Les mouvements des personnes, les tickets d’achat, les clics sur Internet, la consommation en ligne, le temps passé à lire un livre numérique, le temps passé à écouter de la musique et à regarder une vidéo à la demande ; sont cryptés par des algorithmes, des algorithmes qui classifient et prédisent notre consommation actuelle et future.
Omniprésents dans nos vies, les algorithmes sont présentés comme “mystérieux” à notre connaissance dans le but de ne pas connaître leur existence et leur fonctionnalité. Une nouvelle religion avec de nouveaux actes de foi. On s’interroge rarement sur la manière dont ces processus de logique et de calcul se produisent et sur la vision du monde qu’ils impliquent.
La société numérique a mis les citoyens à la place du consommateur numérique, nous savons comment faire fonctionner les appareils et nous consommons du contenu par le biais d’applications. Nous ne connaissons pas les processus et les procédures qui régissent la société numérique. Par exemple, que les algorithmes utilisés par les géants technologiques, connus sous le nom de GAFAM (Google, Amazon, Facebook, Apple et Microsoft), ne sont pas toujours équitables dans les décisions qu’ils prennent.
Les algorithmes fonctionnent à l’intérieur de “boîtes noires”, nous ne connaissons pas leurs fonctionnalités. La valeur qui fait bouger le calcul algorithmique n’est autre que celle de la personnalisation, celle de l’individualisme. Ce biais dans la fabrication du logiciel qui met en œuvre l’algorithme répond à des modèles politiques et culturels de relations sociales et de distribution des connaissances et des richesses. Ces préjugés peuvent également affecter des décisions telles que l’assurance maladie ou l’aide sociale ou encore le prépaiement, la scolarisation ou l’inscription au casier judiciaire, l’acceptation d’une demande d’emploi. Les données ne concernent que les questions et les intérêts de ceux qui les interrogent.
Dans la culture actuelle, les calculs algorithmiques piègent les désirs de liberté et de services à la personne ; où les individus, à travers leurs représentations, leurs ambitions et leurs projets, se considèrent comme des sujets autonomes, en dehors des modèles politiques inclusifs ou exclusifs.
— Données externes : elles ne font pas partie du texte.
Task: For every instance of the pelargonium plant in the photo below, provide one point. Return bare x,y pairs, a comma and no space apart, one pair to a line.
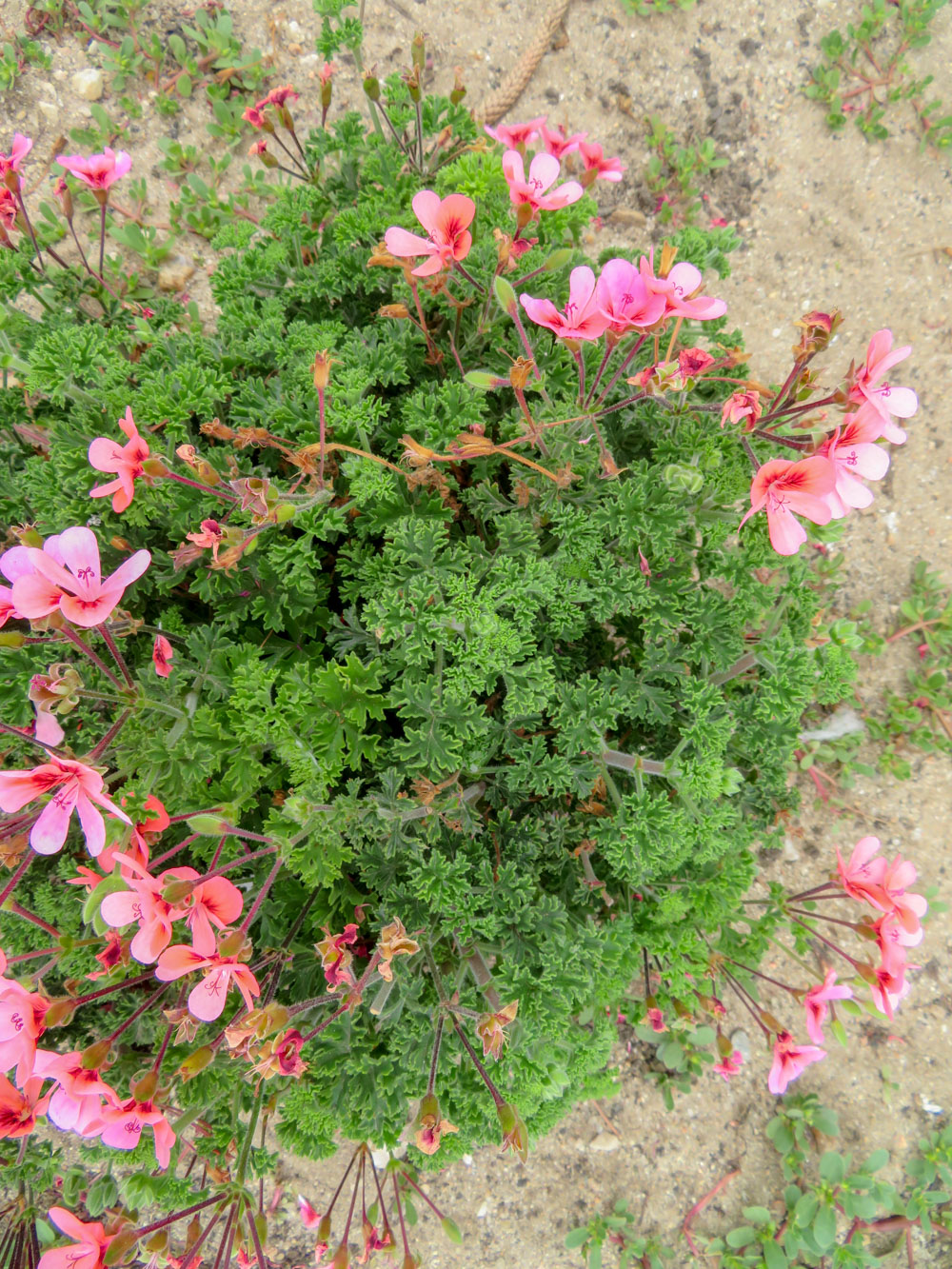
400,678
Il est nécessaire de construire d’autres politiques publiques pour la société algorithmique. Les processus et les biais doivent être explicités aux citoyens, sous forme d’alertes dans le monde de l’Internet et dans les statistiques de l’État. L’État doit garantir aux citoyens une visibilité publique sur le comportement des algorithmes et des données de formation.
Il est nécessaire de connaître la vision politique et culturelle qui est mise en œuvre dans les processus algorithmiques et le biais des données qui donnent les résultats comme des vérités. Un regard critique sur le fonctionnement des calculs cachés doit être posé. Il est nécessaire de savoir quel sens et quel objectif les algorithmes mettent en œuvre. Ces sens forment un monde possible où la reconnaissance du mérite est sans entrave ; où l’autorité ne s’obtient qu’autour de la qualité et de la résilience.
Les GAFAM visent à installer un environnement technologique invisible qui permet aux gens de s’orienter, sans les contredire. La plupart de nos choix quotidiens sont faits par une infrastructure socio-technique ; acheter un billet d’avion, la traduction automatique des langues, trouver le meilleur restaurant, obtenir un rendez-vous personnel, remplir le frigo ou charger sa carte numérique pour utiliser les transports publics.
Avec le GPS, nous avons perdu le paysage. Les algorithmes guident nos préférences et lient nos choix. Ils réalisent le rêve libéral d’une élection non liée, mais ce rêve cache aussi son autre facette. Une liberté algorithmique.